Phonetically conditioned prosody transplantation for TTS: 2-stage phone-level unit-selection framework

Author(s): Mythri Thippareddy, M. G. Khanum Noor Fathima, D. N. Krishna, A. Sricharan and V. Ramasubramanian


We propose a framework of prosody transplantation for TTS, namely, 2-stage phone-level unit-selection, to transfer the prosody from a `target' prosody database onto a conventional TTS output unit-sequence. The framework employs 'phonetic conditioning', wherein target prosody-profiles are identified conditioned on their underlying phonetic content over variable length time-scales that tend to be as long as possible. In this 2-stage unit-selection framework, the units determined in a 1st-stage conventional unit-selection are mapped to units in a 2nd-stage prosodic-style database via a phone-level unit-selection, which retrieves units from the 2nd-stage prosody-database with associated prosody (representing the prosodic-style of the 2nd stage prosodic-database) and the selected prosody is further incorporated on to the 1st-stage units.

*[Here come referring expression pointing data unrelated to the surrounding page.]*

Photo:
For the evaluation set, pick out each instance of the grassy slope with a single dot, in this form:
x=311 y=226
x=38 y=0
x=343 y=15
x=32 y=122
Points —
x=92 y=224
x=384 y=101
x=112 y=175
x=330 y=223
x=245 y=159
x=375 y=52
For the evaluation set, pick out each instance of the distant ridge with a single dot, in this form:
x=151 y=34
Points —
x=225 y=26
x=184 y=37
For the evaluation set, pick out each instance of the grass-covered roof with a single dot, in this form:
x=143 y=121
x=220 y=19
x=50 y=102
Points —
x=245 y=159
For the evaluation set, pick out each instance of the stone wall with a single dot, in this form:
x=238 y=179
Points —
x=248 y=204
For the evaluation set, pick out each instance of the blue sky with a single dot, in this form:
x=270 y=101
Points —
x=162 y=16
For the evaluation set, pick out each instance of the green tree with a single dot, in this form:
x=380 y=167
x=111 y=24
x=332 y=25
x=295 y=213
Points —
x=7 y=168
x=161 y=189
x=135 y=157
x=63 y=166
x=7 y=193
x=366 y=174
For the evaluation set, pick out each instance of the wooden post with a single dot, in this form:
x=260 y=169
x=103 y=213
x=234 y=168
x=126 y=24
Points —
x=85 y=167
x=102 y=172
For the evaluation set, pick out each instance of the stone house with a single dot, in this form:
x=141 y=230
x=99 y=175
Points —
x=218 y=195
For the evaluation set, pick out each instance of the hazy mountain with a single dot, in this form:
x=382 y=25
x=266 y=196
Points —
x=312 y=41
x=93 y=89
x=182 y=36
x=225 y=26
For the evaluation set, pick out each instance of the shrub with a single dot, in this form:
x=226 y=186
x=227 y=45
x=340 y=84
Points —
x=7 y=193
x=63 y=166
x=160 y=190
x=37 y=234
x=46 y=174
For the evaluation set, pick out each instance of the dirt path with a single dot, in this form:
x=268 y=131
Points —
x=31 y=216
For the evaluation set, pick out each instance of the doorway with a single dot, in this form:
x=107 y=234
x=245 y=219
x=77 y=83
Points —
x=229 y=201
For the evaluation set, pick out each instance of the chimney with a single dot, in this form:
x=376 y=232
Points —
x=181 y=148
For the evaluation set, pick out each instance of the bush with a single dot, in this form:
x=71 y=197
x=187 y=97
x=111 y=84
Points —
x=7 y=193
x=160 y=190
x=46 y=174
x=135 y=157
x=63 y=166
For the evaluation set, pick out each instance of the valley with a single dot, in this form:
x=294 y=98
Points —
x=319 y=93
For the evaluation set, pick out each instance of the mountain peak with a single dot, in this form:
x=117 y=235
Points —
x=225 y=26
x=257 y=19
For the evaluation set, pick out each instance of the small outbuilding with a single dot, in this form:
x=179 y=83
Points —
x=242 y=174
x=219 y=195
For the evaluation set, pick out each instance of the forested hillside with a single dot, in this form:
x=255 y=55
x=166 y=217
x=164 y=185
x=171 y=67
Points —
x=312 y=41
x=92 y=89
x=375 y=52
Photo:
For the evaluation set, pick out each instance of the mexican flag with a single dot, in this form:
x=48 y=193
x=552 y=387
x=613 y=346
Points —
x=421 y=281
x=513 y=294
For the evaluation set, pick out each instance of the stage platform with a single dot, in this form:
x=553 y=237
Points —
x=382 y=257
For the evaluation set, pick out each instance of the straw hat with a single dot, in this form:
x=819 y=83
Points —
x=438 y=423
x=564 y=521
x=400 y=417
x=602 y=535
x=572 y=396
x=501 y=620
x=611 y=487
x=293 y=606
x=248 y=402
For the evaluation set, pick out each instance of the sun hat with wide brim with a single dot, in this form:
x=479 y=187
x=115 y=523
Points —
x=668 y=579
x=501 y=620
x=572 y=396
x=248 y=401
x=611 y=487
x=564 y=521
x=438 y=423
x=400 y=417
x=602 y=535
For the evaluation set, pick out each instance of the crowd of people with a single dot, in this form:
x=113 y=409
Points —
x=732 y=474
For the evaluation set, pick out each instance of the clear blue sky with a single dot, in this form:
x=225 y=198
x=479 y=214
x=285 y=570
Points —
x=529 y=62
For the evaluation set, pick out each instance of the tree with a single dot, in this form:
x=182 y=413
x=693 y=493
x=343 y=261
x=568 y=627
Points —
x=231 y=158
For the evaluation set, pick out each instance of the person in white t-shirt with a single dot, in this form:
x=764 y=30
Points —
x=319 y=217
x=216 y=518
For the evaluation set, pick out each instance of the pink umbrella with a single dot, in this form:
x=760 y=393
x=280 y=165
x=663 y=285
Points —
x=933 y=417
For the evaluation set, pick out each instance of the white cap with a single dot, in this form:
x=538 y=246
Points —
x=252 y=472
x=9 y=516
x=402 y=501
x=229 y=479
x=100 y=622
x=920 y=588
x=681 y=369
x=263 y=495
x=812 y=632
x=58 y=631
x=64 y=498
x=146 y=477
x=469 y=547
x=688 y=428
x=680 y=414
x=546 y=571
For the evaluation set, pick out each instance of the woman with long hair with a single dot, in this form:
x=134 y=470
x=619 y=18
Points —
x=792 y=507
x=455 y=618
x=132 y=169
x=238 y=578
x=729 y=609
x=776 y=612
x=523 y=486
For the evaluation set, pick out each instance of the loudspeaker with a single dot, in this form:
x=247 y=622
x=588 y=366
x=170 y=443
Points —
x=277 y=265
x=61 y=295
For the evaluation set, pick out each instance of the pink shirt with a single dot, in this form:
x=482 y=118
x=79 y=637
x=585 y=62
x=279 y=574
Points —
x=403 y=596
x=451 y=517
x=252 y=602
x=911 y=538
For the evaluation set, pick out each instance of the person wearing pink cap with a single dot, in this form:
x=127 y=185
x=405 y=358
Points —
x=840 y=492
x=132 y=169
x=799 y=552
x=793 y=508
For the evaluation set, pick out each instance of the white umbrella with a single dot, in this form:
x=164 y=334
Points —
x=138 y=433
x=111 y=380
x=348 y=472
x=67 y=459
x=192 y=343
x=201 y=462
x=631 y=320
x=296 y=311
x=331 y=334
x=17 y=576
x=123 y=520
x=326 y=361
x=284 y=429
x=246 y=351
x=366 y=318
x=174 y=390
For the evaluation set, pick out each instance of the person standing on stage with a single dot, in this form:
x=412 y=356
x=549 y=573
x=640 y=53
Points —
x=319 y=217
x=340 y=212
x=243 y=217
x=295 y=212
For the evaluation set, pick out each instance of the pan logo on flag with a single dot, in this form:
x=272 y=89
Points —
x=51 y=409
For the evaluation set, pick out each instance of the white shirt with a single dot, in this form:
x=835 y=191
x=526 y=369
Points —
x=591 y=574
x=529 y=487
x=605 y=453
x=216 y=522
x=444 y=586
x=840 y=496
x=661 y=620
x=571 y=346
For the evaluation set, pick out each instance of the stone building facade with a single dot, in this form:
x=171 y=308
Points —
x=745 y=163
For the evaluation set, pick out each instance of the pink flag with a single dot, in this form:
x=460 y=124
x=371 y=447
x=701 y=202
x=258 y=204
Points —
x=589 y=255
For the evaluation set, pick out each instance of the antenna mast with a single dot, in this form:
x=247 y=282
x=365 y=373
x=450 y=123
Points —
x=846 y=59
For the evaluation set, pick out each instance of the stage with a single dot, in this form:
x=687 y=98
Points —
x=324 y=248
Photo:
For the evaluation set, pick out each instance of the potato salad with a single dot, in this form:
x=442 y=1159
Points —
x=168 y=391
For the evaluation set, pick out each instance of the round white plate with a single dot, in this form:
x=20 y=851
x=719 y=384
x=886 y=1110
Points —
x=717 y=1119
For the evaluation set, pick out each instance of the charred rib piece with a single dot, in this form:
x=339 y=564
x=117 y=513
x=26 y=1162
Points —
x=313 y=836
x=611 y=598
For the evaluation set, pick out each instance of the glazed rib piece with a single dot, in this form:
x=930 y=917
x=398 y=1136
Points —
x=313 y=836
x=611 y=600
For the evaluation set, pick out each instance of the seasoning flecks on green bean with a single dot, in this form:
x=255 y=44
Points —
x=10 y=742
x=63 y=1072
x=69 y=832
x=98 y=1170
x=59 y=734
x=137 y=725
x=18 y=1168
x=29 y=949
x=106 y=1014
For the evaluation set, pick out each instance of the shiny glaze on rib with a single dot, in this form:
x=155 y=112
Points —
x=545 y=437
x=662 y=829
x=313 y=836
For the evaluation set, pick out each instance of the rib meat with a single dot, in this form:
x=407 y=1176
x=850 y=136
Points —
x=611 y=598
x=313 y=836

This framework was recently proposed by us with early qualitative results indicating the viability of the approach. In this paper, we elaborate on this approach and characterize the performance of the proposed frameworks using various objective measures using prosodic ground truth, and with respect to the parameters of the system, and show the viability of the proposed approach to realize the target prosody very effectively.